Planetary Romance is a hopeful fantasy where heroes strive valiantly and where the hero chooses good over evil -- even at personal expense. Sword and Sorcery is a dark and nihilistic genre with a dark view of human nature where the hero often chooses self-interest over the Good. It is his firm command of this single feature distinguishing Sword and Sorcery from other Heroic Fantasy (that of the incorporation of the Weird Horror tale into Heroic Fantasy) that makes Michael Moorcock's anti-Conan stories about the tragic albino Elric so ingenious. Moorcock simultaneously deconstructs the character of Conan while writing a story that embodies the conventions -- even while it expands them -- of the Sword and Sorcery tale.
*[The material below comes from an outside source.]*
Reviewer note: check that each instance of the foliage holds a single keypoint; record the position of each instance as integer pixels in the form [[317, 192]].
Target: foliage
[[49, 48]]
The first words readers of Howard's Conan read as a description of the archetypal character are, "Hither came Conan, the Cimmerian, black-haired, sullen-eyed, sword in hand, a thief, a reaver, a slayer, with gigantic melancholies and gigantic mirth, to tread the jeweled thrones of the Earth under his sandalled feet."

The first words readers read as a description of Michael Moorcock's Elric are, "His name was Elric of Melnibone king of ruins, lord of a scattered race that had once ruled the ancient world. Elric, sorcerer and swordsman, slayer of kin, despoiler of his homeland, white-faced albino, last of his line."

Both quotes are from the first published stories of the respective character, and both stories take place toward the end of the character's life. It is exquisite the way that Moorcock inverts almost every aspect of the Conan character in the creation of his anti-hero. He inverts every aspect save one, both men are prone to gigantic melancholies. One might think due to the fact that Moorcock's Elric tales are a deconstruction of the Conan character, or possibly an adult version of an adolescent character, that Moorcock would use the deconstruction as an opportunity to attack the genre itself. Moorcock doesn't. He uses it as an opportunity to refine the genre and expand it. By removing the aspects of the genre that are adolescent wish fulfillment and focusing on the central concepts of Sword and Sorcery, Moorcock allows us to see the literary merit of the conventions of the genre free from the constraints of whimsy. The young reader, seeing the power of Conan, might miss the criticisms of society and the dark presentation of human nature. The reader of Elric's stories cannot avoid them for their terror and their beauty. In writing fiction that is a negative image of the original, possibly to criticize the original, Moorcock created a lens that allows readers to more greatly appreciate what Robert E. Howard has done with his Conan tales -- something that the Lin Carter and L Sprague deCamp pastiches missed -- the demonstration of how fiery human nature reacts when faced with supernatural horror. Conan often fights against the darkness, but he often flees as well.

John Carter would never flee from the giant white ape of Barsoom. He might feel some twinge of fear before he grapples with the beast and defeats it. When translucent skinned invaders from Jupiter attack, horrifying visage and all, it is John Carter who flies of to their home world to defeat them -- fearless in the face of the unnatural or the evil. Luke, when captured by Vader in Return of the Jedi, doesn't succumb to despair. Instead he sees "the good" in his father and fights to redeem a lost father. In Planetary Romance Evil can be defeated. In Sword and Sorcery some Evil is best left in the pit where you found it.